2022-12-02 17:24:58

by Brian Foster

[permalink] [raw]
Subject: [PATCH v3 5/5] procfs: use efficient tgid pid search on root readdir

find_ge_pid() walks every allocated id and checks every associated
pid in the namespace for a link to a PIDTYPE_TGID task. If the pid
namespace contains processes with large numbers of threads, this
search doesn't scale and can notably increase getdents() syscall
latency.

For example, on a mostly idle 2.4GHz Intel Xeon running Fedora on
5.19.0-rc2, 'strace -T xfs_io -c readdir /proc' shows the following:

getdents64(... /* 814 entries */, 32768) = 20624 <0.000568>

With the addition of a dummy (i.e. idle) process running that
creates an additional 100k threads, that latency increases to:

getdents64(... /* 815 entries */, 32768) = 20656 <0.011315>

While this may not be noticeable to users in one off /proc scans or
simple usage of ps or top, we have users that report problems caused
by this latency increase in these sort of scaled environments with
custom tooling that makes heavier use of task monitoring.

Optimize the tgid task scanning in proc_pid_readdir() by using the
more efficient find_get_tgid_task() helper. This significantly
improves readdir() latency when the pid namespace is populated with
processes with very large thread counts.
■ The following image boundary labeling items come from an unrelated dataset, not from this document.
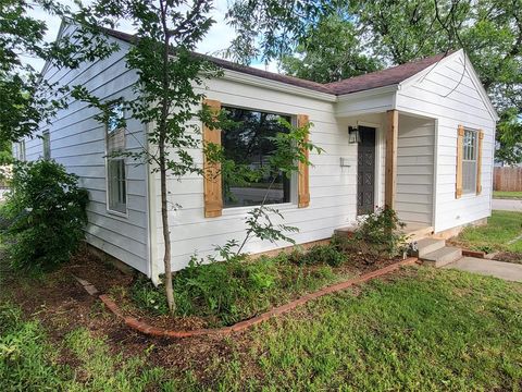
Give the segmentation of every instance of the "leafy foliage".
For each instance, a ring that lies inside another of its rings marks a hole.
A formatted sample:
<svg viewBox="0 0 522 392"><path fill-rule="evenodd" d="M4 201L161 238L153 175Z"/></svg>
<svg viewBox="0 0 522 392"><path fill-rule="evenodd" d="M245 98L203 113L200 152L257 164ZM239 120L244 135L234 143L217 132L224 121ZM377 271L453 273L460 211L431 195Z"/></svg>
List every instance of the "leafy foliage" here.
<svg viewBox="0 0 522 392"><path fill-rule="evenodd" d="M49 44L44 37L47 25L28 14L34 7L77 23L77 29ZM4 0L0 3L0 140L16 142L32 135L67 101L66 87L42 79L39 72L24 63L23 57L47 61L57 68L79 66L85 61L107 58L115 47L100 38L92 15L73 14L53 0Z"/></svg>
<svg viewBox="0 0 522 392"><path fill-rule="evenodd" d="M294 256L295 262L298 265L322 265L326 264L331 267L339 267L348 261L348 256L339 252L335 245L315 245L302 255Z"/></svg>
<svg viewBox="0 0 522 392"><path fill-rule="evenodd" d="M376 58L364 53L360 32L338 14L321 17L291 54L282 58L286 73L319 83L332 83L378 70ZM325 45L327 42L327 45Z"/></svg>
<svg viewBox="0 0 522 392"><path fill-rule="evenodd" d="M391 208L380 209L359 220L350 238L336 237L334 244L345 252L358 252L368 264L393 258L406 250L406 224Z"/></svg>
<svg viewBox="0 0 522 392"><path fill-rule="evenodd" d="M42 344L44 329L25 322L18 307L0 305L0 387L5 391L58 390L61 371L53 351Z"/></svg>
<svg viewBox="0 0 522 392"><path fill-rule="evenodd" d="M228 16L233 58L277 60L320 83L463 48L500 113L498 158L522 160L520 0L236 0Z"/></svg>
<svg viewBox="0 0 522 392"><path fill-rule="evenodd" d="M2 206L12 267L47 269L70 259L84 237L88 195L54 161L17 162Z"/></svg>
For example, the above 100k
idle task test against a patched kernel now results in the
following:

Idle:
getdents64(... /* 861 entries */, 32768) = 21048 <0.000670>

"" + 100k threads:
getdents64(... /* 862 entries */, 32768) = 21096 <0.000959>

... which is a much smaller latency hit after the high thread count
task is started.

Signed-off-by: Brian Foster <[email protected]>
---
fs/proc/base.c | 17 +----------------
1 file changed, 1 insertion(+), 16 deletions(-)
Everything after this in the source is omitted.